Öte yandan, Sheffield Üniversitesi'nden Mike Parker Pearson, Stonehenge'in ritüel bir peyzajın parçası olduğunu ve Durrington Duvarları'na ilgili caddeler ve Avon Nehri ile bağlandığını öne sürmüştür. Durrington Walls Henge çevresindeki alanın yaşayanların, Stonehenge'in ise ölülerin mekânı olduğunu öne sürmektedir. Stonehenge'e ulaşmak için Avon boyunca yapılan bir yolculuk, geçmiş ataları ve yakın zamanda ölenleri kutlamak için yaşamdan ölüme ritüel geçişin bir parçasıydı. Her iki açıklama da ilk kez on ikinci yüzyılda, taşların iyileştirici özelliklerini öven ve Stonehenge'in bir mezar anıtı olarak inşa edildiği fikrini ortaya atan Monmouth'lu Geoffrey tarafından dile getirilmiştir.
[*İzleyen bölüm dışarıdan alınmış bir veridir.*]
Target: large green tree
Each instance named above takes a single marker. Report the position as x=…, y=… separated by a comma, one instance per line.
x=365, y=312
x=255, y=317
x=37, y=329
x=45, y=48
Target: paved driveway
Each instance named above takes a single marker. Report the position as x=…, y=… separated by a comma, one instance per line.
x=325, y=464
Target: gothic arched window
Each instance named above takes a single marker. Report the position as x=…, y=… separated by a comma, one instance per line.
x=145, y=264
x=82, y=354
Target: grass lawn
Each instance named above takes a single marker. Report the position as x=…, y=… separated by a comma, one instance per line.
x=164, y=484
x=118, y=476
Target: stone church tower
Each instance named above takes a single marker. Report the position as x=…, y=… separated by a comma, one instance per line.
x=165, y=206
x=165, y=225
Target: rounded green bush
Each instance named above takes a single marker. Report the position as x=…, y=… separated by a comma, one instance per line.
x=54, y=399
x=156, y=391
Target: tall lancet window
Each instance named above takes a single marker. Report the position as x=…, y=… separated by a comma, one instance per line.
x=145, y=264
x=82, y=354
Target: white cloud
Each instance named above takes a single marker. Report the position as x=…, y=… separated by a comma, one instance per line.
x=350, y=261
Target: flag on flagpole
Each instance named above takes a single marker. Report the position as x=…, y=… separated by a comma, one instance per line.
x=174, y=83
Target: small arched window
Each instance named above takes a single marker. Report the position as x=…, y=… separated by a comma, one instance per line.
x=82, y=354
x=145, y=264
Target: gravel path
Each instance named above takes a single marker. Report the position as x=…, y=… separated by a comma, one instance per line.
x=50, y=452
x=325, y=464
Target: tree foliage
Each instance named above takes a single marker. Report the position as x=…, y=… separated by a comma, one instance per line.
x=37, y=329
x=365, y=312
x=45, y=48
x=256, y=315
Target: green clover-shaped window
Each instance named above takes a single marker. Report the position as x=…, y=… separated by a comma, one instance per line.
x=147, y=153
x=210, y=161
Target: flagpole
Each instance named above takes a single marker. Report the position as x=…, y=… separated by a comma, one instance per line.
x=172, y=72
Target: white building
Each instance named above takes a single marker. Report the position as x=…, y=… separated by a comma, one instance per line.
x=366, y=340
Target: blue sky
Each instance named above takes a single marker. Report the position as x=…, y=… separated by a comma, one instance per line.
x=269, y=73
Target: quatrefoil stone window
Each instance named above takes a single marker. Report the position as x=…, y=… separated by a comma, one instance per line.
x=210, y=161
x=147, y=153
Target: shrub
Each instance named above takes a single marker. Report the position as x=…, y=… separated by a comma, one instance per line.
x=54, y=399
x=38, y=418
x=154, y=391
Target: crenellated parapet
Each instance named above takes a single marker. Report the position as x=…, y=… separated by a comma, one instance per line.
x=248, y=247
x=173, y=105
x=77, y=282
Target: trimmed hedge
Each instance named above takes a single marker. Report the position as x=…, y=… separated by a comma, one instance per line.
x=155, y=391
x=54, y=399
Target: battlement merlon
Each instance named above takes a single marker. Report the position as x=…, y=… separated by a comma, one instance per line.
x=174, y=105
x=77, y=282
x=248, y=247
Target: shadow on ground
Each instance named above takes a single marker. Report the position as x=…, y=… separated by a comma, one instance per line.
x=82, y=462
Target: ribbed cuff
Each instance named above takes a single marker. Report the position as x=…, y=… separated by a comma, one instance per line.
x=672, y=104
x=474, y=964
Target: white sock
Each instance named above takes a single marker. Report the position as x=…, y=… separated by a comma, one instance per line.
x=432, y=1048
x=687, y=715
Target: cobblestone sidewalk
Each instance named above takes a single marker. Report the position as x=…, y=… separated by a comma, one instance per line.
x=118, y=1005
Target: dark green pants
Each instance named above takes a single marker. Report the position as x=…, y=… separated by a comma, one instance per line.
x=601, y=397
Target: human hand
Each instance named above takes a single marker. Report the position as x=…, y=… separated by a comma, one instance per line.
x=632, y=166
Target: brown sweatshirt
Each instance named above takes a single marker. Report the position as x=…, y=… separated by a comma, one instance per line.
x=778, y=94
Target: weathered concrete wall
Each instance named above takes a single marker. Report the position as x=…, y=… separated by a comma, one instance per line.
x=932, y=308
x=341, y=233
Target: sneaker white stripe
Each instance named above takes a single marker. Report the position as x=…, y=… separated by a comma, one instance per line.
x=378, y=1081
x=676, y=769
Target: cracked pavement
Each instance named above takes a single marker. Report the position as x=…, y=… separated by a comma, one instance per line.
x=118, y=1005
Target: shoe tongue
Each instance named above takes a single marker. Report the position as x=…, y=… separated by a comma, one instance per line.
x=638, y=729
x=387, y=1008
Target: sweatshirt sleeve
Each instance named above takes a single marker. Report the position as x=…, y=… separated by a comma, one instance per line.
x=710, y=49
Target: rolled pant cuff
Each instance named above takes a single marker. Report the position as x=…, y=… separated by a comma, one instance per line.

Stonehenge'in merkezinde yer alan dini, mistik ya da ruhani unsurlar ne olursa olsun, Stonehenge'in tasarımı, çağdaş bir din için önemli olan tutulma, gündönümü, ekinoks ve diğer göksel olayların tahmin edilmesine olanak sağlamış olabilecek bir gök gözlemevi işlevi içermektedir.

Başka hipotezler ve teoriler de var. Sheffield Üniversitesi'nden Mike Parker Pearson liderliğindeki bir grup İngiliz araştırmacıya göre Stonehenge "barış ve birlik" sembolü olarak inşa edilmiş olabilir; bu da kısmen inşa edildiği dönemde Britanya'nın Neolitik insanlarının bir kültürel birleşme dönemi yaşıyor olmasından kaynaklanmaktadır.

Stonehenge megalitleri arasında daha küçük mavi taşlar ve daha büyük sarsenler (Güney İngiltere'nin tebeşir tepelerinde bulunan silisleşmiş kumtaşı kayaları için kullanılan bir terim) bulunmaktadır. Mavi taşlar dolerit, tüf, riyolit ya da kumtaşından oluşmaktadır. Magmatik mavi taşlar, anıttan yaklaşık 140 mil (230 km) uzaklıktaki güneybatı Galler'in Preseli tepelerinde ortaya çıkmış gibi görünmektedir. Kumtaşı Sunak Taşı ise Galler'in doğusunda ortaya çıkmış olabilir. Yakın zamanda yapılan analizler, sarsenlerin anıttan yaklaşık 16 mil (26 km) uzaklıktaki West Woods'tan geldiğini göstermiştir.

Londra'daki Royal College of Art'tan araştırmacılar, anıtın magmatik mavi taşlarının "olağandışı akustik özelliklere" sahip olduğunu keşfettiler - vurulduklarında "yüksek bir çınlama sesi" ile tepki veriyorlar. Presili'nin Carn Melyn sırtında bu tür akustik özelliklere sahip kayalara sıkça rastlanmaktadır; Presili köyü Maenclochog (Galce'de çan veya zil taşı anlamına gelmektedir), 18. yüzyıla kadar yerel mavi taşları kilise çanı olarak kullanmıştır. Ekibe göre, bu akustik özellikler, o dönemde büyük bir teknik başarı olan bazı mavi taşların neden bu kadar uzun mesafelere taşındığını açıklayabilir. Bazı eski kültürlerde, litofonik kayalar olarak bilinen çınlayan kayaların mistik veya iyileştirici güçler içerdiğine inanılırdı ve Stonehenge'in ritüellerle ilişkili bir geçmişi vardır. Bu "çınlayan kayaların" varlığı, araştırmacılara danışmanlık yapan Darvill tarafından ortaya atılan Stonehenge'in bir "şifa yeri" olduğu hipotezini destekliyor gibi görünüyor.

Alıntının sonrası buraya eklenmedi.